A new taxi ordinance being proposed by the Urban County Council's Public Safety Committee would reduce the number of cabs needed to start a company.
A new taxi ordinance being proposed by the Urban County Council's Public Safety Committee would reduce the number of cabs needed to start a company. Herald-Leader

The minimum number of taxis needed to start a cab company in Lexington would be reduced from 25 to 10 under a proposed ordinance that came before the Urban County Council's Public Safety Committee earlier this week.

Also, a company could operate on a part-time basis, eliminating the restriction that a cab company must offer service 24 hours a day, seven days a week.

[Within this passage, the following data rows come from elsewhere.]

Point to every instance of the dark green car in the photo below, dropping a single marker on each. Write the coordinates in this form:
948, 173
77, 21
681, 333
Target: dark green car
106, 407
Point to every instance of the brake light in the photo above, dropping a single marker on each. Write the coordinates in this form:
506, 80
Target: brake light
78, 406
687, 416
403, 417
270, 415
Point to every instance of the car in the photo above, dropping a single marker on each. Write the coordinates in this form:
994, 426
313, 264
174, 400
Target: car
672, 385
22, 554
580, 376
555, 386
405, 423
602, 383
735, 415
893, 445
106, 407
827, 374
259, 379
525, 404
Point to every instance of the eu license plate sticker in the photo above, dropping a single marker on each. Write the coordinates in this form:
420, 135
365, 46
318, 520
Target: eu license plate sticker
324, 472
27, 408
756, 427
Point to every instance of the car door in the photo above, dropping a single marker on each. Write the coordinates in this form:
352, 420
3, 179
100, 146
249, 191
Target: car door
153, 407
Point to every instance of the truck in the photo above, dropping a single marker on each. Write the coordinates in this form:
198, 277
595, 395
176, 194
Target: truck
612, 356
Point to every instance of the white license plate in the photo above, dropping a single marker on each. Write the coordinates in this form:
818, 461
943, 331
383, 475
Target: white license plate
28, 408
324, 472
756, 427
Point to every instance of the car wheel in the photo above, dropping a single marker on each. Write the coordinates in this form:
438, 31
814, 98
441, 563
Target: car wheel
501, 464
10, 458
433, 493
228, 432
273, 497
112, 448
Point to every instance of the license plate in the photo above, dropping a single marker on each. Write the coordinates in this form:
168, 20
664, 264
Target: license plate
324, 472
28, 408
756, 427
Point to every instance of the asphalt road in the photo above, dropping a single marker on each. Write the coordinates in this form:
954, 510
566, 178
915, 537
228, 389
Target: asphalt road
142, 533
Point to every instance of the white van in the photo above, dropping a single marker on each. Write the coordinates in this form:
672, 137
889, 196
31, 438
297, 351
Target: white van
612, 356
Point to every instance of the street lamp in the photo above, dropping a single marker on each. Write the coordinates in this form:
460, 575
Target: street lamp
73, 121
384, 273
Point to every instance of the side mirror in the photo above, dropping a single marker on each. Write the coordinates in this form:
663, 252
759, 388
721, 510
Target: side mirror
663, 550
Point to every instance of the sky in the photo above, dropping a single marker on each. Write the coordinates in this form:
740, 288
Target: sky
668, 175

Loosening both restrictions would "encourage the small business owner," said Rick Curtis, administrative officer in the department of public safety.

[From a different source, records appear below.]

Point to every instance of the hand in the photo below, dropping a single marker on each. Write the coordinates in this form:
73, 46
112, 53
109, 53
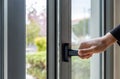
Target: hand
97, 45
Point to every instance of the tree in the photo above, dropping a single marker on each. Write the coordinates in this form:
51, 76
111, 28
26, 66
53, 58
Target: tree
81, 28
33, 30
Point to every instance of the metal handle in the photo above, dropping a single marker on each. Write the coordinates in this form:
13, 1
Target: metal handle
67, 53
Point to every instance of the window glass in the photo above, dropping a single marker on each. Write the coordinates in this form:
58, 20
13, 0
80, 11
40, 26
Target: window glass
85, 25
36, 39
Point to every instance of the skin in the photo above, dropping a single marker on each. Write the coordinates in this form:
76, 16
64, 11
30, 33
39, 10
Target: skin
97, 45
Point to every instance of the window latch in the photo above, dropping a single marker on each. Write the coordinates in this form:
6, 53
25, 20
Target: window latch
67, 52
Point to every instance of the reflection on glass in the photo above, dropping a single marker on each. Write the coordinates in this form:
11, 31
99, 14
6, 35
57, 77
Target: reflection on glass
36, 39
81, 10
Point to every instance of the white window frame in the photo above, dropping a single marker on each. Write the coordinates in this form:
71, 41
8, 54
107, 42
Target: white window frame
116, 46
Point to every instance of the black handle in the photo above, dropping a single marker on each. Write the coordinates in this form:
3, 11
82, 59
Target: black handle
67, 52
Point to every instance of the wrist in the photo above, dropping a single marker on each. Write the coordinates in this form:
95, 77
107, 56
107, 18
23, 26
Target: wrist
108, 39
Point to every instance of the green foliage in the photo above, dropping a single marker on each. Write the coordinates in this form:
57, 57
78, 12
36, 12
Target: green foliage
37, 63
80, 68
40, 42
81, 28
32, 29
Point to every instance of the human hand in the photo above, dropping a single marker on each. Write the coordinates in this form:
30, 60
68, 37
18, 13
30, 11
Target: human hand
97, 45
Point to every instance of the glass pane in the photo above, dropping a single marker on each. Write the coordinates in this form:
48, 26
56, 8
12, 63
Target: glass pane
36, 39
85, 25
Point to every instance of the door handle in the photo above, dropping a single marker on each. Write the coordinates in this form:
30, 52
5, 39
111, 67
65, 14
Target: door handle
67, 52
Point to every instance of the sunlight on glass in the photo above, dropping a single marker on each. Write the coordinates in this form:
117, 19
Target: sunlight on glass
81, 13
36, 39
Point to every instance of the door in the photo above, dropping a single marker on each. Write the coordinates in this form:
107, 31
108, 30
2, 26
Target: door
81, 20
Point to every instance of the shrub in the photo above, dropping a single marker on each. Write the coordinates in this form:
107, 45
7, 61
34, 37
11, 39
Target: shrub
40, 42
37, 63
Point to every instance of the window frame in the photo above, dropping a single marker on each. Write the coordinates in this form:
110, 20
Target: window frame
1, 39
15, 39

In Louisville, a cab company may start with one vehicle. And many cities do not require that "to get a license you have to operate 24/7," Curtis said.

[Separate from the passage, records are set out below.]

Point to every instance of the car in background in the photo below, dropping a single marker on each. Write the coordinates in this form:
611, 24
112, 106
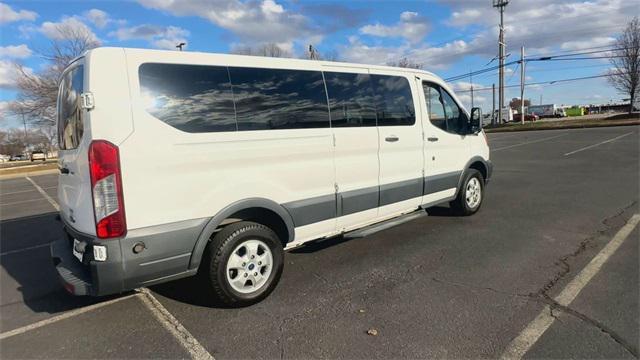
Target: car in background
38, 155
17, 158
527, 117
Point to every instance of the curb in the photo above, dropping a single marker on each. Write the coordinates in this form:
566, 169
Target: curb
29, 173
508, 129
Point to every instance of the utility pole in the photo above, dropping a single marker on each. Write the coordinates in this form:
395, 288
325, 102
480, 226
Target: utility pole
493, 99
471, 82
522, 85
501, 4
313, 54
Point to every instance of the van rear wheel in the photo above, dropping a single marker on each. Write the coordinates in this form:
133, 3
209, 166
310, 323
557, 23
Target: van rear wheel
244, 263
470, 194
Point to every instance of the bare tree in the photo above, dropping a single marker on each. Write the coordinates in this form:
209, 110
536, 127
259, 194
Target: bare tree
625, 75
405, 63
269, 50
37, 92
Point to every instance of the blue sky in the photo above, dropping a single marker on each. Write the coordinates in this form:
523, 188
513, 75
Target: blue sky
449, 37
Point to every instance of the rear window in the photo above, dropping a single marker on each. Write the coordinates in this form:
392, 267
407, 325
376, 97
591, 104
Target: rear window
70, 114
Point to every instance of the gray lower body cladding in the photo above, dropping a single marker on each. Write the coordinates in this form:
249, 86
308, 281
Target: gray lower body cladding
326, 207
174, 250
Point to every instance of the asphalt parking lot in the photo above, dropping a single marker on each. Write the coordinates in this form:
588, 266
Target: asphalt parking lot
516, 279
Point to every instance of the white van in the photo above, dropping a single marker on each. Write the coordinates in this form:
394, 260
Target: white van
174, 164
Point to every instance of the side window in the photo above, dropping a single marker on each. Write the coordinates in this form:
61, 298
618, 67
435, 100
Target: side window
350, 99
394, 102
457, 121
435, 107
70, 114
279, 99
191, 98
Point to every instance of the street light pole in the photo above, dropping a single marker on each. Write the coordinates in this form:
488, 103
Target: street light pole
501, 4
522, 85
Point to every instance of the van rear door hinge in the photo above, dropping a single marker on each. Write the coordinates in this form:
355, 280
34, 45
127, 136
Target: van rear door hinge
87, 101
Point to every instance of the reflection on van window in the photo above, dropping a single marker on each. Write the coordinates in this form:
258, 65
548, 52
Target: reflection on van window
279, 99
350, 99
70, 126
457, 121
435, 108
394, 102
192, 98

Another proposed change would require that cabs be inspected twice a year by a certified, independent mechanic. A host of lesser provisions would require that each cab display a rate card, the company name and vehicle number prominently.

Diane Lawless, committee chairwoman, said the proposed changes were fair and would increase competition that would bring better, more timely service and better prices.

Lawless said she pays $25 to $30 for a ride from the airport to her house downtown, which she considers high.

Reducing the number of cabs needed to start a company brought the most discussion.

Greg Kujawski, an owner of Mr. Taxi, asked that the minimum of 25 be retained. "We, obviously, are opposed to reducing the number of cabs from 25 to 10. Part of it is for self-preservation," he said. Too many cabs will take business away from existing companies, he said, "and make everyone suffer."

His company has 45 to 50 cabs; a 30-cab minimum is necessary to break even, he said.

Committee member Peggy Henson questioned why the city should dictate the number of cabs needed to start a business when it does not regulate the number of establishments a dry cleaner or bank must have.

"Don't you think that is a business decision and not necessarily (something) that should be legislated?" she said.

"No ma'am, I don't. I think it is going to have a economic impact on all existing companies and drivers in the company. It could be fatal," said Raymond Sjogren, another owner of Mr. Taxi.

Lawless said, "This is a free market. I'm baffled to hear people say it is not fair for us to ... let somebody have a smaller cab company. In Louisville, you can start a company with one cab."

Bob Babbage, a lobbyist whose company represents Yellow Cab, asked the committee to include a provision that all drivers be drug-tested and that employees' names be checked against the list of registered sex offenders.

The committee did not act on the taxi cab ordinance, but asked for additional information to be presented at its meeting in two months.

"It goes against my grain a little bit that we're in the middle, patrolling the number of cabs (to benefit) only the top dogs," committee member Julian Beard said after the meeting. Of the city's two largest cab companies that spoke against the proposed ordinance, "Their depth of concern tells me they are concerned about competition," he said.

Beard said he wanted more information from cities of similar size to Lexington.